On Saturday, Jan. 7, the New Horizons Baptist Church opened its doors to the community for a free showing of the movie "Courageous."

On Saturday, Jan. 7, the New Horizons Baptist Church opened its doors to the community for a free showing of the movie "Courageous."

Three days later, that message would be tested. Pastor Roger Williams never imagined his church would become a target.

"About 4 o'clock in the morning Tuesday is when a deputy was pounding on our door," Williams said. "We have a fan in our bedroom, so it's pretty loud. My wife looks out the window and sees flames protruding from the top of the roof. She blurts out, 'The church is on fire.'"

Williams said with the deputy at the door they could hear the fire trucks making their way to the scene. And they started making phone calls.
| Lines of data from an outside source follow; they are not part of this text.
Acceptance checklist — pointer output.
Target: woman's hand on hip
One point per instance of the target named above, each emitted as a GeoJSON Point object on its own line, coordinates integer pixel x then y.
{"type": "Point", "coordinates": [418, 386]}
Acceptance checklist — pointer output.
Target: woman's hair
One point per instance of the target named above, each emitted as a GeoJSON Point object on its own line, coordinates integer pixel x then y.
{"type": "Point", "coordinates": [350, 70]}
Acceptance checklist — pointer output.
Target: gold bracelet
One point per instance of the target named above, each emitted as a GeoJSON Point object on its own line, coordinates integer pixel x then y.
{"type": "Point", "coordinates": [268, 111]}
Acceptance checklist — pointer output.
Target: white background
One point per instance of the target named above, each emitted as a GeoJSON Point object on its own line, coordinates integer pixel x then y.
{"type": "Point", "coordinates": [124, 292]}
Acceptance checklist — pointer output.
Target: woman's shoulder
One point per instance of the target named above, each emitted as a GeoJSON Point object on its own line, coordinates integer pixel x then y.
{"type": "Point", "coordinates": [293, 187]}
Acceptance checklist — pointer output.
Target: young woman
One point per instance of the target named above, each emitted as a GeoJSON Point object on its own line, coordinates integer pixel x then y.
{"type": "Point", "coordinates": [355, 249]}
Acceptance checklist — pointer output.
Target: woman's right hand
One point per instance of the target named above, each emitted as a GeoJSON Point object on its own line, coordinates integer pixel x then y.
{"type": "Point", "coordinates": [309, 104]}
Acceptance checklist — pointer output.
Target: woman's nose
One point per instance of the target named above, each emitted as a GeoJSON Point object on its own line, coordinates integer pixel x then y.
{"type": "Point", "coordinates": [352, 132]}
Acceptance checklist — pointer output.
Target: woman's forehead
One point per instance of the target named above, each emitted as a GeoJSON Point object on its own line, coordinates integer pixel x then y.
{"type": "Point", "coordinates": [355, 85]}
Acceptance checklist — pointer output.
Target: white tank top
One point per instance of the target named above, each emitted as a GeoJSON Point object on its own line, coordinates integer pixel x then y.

"Within a half-hour, we had a lot of our church family here," he said. "It's still dark and we're all watching everything happen."

The church building was a total loss. Williams lost 17 years of sermon notes in the fire.
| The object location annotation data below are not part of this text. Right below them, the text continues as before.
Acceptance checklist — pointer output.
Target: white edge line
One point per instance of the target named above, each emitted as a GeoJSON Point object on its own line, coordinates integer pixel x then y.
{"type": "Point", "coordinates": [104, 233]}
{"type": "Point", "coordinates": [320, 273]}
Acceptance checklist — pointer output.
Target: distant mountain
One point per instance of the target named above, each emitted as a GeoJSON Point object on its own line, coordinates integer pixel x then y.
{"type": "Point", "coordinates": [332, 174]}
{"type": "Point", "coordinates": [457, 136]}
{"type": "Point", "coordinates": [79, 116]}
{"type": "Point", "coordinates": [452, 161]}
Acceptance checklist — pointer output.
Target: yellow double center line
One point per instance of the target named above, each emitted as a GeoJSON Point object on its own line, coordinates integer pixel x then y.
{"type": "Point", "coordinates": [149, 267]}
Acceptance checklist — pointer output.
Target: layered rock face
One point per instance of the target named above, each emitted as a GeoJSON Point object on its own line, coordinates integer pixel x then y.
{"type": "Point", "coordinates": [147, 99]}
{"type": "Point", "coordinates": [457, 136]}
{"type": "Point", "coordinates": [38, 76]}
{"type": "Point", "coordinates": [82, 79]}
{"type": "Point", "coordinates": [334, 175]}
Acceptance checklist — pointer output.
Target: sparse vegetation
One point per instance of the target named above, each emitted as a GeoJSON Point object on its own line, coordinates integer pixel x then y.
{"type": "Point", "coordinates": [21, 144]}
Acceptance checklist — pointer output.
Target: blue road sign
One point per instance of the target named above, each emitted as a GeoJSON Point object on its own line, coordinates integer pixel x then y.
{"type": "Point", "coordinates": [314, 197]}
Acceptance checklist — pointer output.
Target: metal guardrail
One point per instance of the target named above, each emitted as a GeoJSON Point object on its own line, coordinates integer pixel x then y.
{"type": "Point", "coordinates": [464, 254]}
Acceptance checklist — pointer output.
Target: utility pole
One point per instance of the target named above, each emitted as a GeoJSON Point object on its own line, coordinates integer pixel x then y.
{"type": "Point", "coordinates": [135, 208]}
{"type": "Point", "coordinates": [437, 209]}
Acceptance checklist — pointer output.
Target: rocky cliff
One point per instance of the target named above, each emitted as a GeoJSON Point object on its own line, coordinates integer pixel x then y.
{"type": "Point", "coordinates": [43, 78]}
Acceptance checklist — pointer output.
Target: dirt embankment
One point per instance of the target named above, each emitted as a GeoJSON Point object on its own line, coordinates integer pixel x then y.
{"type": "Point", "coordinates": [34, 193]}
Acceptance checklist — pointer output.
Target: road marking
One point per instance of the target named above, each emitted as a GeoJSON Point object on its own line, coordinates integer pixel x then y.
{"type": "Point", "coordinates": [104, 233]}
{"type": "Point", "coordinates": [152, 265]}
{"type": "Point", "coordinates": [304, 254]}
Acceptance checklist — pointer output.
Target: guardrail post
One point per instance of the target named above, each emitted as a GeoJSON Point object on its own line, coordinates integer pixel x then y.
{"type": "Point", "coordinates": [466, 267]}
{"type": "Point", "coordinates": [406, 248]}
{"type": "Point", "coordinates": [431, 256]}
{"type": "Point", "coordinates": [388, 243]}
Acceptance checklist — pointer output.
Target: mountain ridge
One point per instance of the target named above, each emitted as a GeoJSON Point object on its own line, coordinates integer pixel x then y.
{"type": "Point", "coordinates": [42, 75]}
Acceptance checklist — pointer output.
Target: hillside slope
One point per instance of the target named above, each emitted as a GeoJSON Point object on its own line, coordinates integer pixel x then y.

The church started in 1975 under a different name and with a different pastor. The church name had already been changed to New Horizons when Williams became the pastor in 2006. The congregation totals 150 members. Many of them showed up that morning.
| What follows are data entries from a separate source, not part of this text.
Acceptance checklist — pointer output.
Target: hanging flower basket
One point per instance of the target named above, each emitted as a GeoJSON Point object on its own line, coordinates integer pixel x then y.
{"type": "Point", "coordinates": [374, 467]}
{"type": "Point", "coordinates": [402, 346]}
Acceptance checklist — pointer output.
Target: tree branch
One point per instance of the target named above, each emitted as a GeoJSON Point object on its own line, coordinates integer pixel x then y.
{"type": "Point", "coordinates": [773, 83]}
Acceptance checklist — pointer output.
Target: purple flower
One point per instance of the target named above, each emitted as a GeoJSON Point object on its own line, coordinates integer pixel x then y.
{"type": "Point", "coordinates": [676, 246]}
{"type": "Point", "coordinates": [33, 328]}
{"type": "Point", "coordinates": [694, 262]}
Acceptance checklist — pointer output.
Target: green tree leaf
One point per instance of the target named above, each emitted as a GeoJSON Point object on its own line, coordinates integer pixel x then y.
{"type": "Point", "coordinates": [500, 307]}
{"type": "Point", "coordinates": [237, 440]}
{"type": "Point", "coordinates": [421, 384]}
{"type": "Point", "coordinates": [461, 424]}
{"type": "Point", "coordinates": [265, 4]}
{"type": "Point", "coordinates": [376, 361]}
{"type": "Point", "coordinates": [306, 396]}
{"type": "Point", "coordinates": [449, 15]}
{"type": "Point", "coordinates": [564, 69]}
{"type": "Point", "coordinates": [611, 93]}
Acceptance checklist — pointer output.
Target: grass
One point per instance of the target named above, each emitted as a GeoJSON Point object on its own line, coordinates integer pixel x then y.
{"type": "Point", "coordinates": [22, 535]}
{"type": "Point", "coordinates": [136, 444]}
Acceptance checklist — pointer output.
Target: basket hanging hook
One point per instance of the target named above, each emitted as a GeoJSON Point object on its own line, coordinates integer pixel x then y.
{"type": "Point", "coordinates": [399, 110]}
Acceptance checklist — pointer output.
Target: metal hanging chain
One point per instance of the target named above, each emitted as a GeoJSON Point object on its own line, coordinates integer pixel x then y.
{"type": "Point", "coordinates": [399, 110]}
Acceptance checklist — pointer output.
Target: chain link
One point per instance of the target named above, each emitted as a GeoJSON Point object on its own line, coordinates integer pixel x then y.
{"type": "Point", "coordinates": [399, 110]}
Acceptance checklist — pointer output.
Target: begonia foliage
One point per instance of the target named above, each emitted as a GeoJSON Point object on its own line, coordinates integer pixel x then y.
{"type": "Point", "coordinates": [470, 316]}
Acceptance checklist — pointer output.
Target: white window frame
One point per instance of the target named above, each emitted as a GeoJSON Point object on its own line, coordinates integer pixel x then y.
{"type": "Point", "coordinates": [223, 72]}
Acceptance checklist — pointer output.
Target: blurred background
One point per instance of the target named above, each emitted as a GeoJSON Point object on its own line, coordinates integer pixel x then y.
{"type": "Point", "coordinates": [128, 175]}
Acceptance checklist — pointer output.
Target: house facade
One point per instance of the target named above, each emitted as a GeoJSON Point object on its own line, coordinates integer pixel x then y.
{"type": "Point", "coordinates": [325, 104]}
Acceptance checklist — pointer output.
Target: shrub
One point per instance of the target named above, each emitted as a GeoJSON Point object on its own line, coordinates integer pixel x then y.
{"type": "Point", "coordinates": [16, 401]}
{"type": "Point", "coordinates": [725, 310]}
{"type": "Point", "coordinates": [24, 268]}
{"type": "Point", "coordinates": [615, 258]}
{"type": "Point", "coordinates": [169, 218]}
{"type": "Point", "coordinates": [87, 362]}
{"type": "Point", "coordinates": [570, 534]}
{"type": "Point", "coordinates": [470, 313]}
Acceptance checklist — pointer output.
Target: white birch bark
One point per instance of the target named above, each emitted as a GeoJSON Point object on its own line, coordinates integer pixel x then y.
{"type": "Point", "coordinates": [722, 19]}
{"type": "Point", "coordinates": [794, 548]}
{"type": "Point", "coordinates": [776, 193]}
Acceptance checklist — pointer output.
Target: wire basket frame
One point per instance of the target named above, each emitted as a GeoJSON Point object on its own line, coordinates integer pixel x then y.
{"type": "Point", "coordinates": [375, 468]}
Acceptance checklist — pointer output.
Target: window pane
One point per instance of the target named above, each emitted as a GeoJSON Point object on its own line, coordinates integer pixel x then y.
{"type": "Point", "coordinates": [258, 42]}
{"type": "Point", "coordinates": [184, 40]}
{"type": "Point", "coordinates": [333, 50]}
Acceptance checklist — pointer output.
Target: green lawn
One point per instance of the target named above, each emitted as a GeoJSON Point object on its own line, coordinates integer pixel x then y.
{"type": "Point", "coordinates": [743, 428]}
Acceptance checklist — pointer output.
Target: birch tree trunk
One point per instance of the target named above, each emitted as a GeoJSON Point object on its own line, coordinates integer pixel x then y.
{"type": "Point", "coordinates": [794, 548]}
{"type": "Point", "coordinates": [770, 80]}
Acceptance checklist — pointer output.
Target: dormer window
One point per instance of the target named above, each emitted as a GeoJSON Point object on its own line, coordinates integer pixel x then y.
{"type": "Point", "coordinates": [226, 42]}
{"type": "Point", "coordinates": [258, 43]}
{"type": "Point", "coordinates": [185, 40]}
"When everybody left the scene and the last firefighter had left, it brought me to tears," Williams said. "I walked into the back where I would have stood to preach on Sunday morning and I meticulously scanned the entire audience. I thought about where people sit in the sanctuary. I thought about what decisions people made (in the church), marriages that were rekindled, lives that were touched, teenagers that were making proclamations to be courageous."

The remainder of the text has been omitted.